Information Strategies Get Down to Business
Information is the foundation on which any strategic plan is based" stated Gareth Roberts, Vice- Chancellor of the University of Sheffield and Chair of the Committee of Vice-Chancellors and Principals (CVCP), opening a conference of University Librarians, Computing Centre Directors and Directors of Information Services in Sheffield last month. Universities, like many large companies, now recognise that information is a resource which can be used to strategic advantage. While it is clear that no planning document could ever appear without it, it is only recently that universities have begun to develop strategies for the management of information in its own right. "Within the set of strategic plans of an institution, it may be considered to be the glue" said Derek Law, Director of Information Services & Systems at King's College London.

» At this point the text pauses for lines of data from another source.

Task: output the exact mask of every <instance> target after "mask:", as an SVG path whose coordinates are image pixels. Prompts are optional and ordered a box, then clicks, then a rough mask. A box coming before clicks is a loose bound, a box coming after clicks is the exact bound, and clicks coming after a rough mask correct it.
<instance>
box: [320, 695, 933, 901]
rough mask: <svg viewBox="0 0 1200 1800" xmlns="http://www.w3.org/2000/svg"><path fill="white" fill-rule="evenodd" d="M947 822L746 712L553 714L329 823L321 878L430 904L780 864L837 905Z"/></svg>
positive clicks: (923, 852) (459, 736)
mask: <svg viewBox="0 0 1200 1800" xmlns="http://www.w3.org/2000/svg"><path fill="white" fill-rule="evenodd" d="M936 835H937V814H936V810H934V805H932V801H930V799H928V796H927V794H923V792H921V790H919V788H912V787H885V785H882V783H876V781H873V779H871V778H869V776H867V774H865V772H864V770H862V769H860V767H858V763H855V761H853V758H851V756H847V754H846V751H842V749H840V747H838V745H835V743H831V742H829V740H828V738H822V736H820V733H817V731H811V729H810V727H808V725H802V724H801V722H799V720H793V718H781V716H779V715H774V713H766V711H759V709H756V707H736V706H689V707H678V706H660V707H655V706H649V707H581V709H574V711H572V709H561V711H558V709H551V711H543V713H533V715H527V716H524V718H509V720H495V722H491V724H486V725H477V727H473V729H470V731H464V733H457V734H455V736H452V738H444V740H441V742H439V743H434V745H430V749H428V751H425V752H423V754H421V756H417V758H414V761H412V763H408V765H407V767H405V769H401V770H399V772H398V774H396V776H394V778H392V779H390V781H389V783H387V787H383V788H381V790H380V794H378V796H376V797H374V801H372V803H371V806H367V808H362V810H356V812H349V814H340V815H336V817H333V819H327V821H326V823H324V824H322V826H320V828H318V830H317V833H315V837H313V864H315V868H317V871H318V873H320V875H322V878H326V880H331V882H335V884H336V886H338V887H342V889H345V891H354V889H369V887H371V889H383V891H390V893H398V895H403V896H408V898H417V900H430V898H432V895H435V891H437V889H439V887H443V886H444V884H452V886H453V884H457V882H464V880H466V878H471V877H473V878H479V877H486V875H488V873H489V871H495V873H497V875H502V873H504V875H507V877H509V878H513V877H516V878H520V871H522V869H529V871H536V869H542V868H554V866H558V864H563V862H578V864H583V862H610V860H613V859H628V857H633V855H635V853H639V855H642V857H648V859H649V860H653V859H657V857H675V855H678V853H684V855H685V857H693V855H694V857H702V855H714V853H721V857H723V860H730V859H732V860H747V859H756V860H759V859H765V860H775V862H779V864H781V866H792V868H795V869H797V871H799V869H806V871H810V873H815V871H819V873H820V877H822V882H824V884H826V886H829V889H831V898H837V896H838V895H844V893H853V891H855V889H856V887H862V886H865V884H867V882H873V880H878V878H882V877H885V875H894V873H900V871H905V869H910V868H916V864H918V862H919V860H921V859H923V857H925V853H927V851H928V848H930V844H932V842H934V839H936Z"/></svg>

Some senior information managers remain cynical about the value of strategies for information, believing that their use for competitive advantage in the business world does not fit the HE model. The concept was first raised in the Follett Report, which appeared in December 1993, seized upon by the Higher Education Funding Council for England (HEFCE) in a circular to English universities in the summer of 1994, and adopted seriously by the Joint Information Systems Committee (JISC) in 1995. JISC commissioned management consultants Cooper's & Lybrand to assist with the development of guidelines for sites wishing to prepare information strategies. Many universities believed then that the writing was on the wall - that future funding council income would be linked to the existence of information strategies. "Of all the reasons to have an information strategy" said Derek Law "that of keeping the Funding Council quiet is the least defensible."
Easy to say, perhaps, but for smaller institutions which perceive themselves to be more vulnerable in the case of sudden drops in funding council cash, the risk could not be ignored. Some admitted quite candidly that their information strategies had been 'made up' simply to keep the funding council quiet. Others had completed the exercise quickly, often as a trigger for the convergence of library and computing services. Some of these had found the arrival of JISC's guidelines in December 1995 an unwelcome distraction.
Convergence emerged as a strong theme running alongside information strategies throughout the conference. Derek Law announced that in the previous week the UK's fiftieth Director of a converged library and computing service had been appointed at the University of Sussex. Size was an issue here. Alun Hughes, Head of Information Services at the North East Wales Institute of Education (NEWI), had found convergence relatively straightforward. "Some people ask whether Cambridge should converge its library and computing services. Of course it shouldn't."
JISC is currently running a pilot scheme involving six sites of different sizes, ages and funding constituencies across the UK. Peter Ford, Chair of JISC's Information Strategies Steering Group, stated that the newer universities were in general progressing more quickly, "due to more focussed management structures."
The typical approach involved setting up a steering group chaired by a university manager at the level of Pro Vice-Chancellor, to which a working group reported. Functional analysis of the university's information flows would then be undertaken, using various survey techniques, including Business Process Re- engineering (BPR). Many involved stressed that the process could not be undertaken without some resource being made available. A common view was that it was the process itself which mattered, creating collaboration and acknowledgement of inefficiencies in the use of information which would lead to healthy change.
Contributors emphasised repeatedly the importance of having the Vice-Chancellor supportive of the process if it is to be successful. Few participants seriously doubted the value of the exercise, though fewer still knew how to prove that it could deliver value for money.